And hearing this legend of the Ophites, Giovanni could not help inwardly comparing Jaldavaoth to the son of Kronos; the breath of Divine Wisdom to the fire of Prometheus; the Beneficent Serpent the Angel of the Dawn, Lucifer, Son of the Morning, to Prometheus the Titan. In all ages and nations, in the tragedies of Æschylus, in the legend of the Gnostics, in the history of Julian the Apostate, in the teaching of Pletho the philosopher, Giovanni found the echoes of the great discord, the same great struggle, which darkened his own spirit. Ten centuries ago men were suffering as he suffered now, were contending with the same double thoughts, were the victims of the same contradictions, the same temptations. The knowledge that this was so solaced him, yet it deepened his anguish. Sometimes he felt overwhelmed by all these thoughts as by drunkenness or delirium. And then it seemed to him that Cassandra only pretended to be strong and inspired and initiated into the mystery of truth, while in reality she was no less ignorant, no less astray than he was himself; and that the two of them were as helpless and lost as they had been twelve years before; and this new sabbath of half divine, half satanic lore was even more senseless than the Witches' Sabbath to which she had once invited him, and which she now despised as childishness. Giovanni became alarmed and wished to flee, but it was too late; curiosity drew him like a spell, and he felt he would not leave her till he knew all to the end; till he had found salvation and had perished with her.
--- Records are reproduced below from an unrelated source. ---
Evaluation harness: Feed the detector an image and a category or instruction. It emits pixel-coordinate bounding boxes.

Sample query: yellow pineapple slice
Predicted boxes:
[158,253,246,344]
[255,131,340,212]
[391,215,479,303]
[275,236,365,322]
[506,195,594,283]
Now about this time there came to Milan a famous inquisitor and doctor of theology, Fra Giorgio de Casale.

The Pope, Julius II., alarmed by the spread of sorcery in Lombardy, had sent him with bulls and powers of committal and of extraordinary punishments. Monna Cassandra stood in grave peril; and was warned both by the nuns of the Monastero Maggiore and by the archbishop. She and Messer Galeotto had already fled from Rome to escape this same Fra Giorgio; they knew that once fallen into his hands they would find no escape, and determined to take refuge in France, perhaps in England or even Scotland.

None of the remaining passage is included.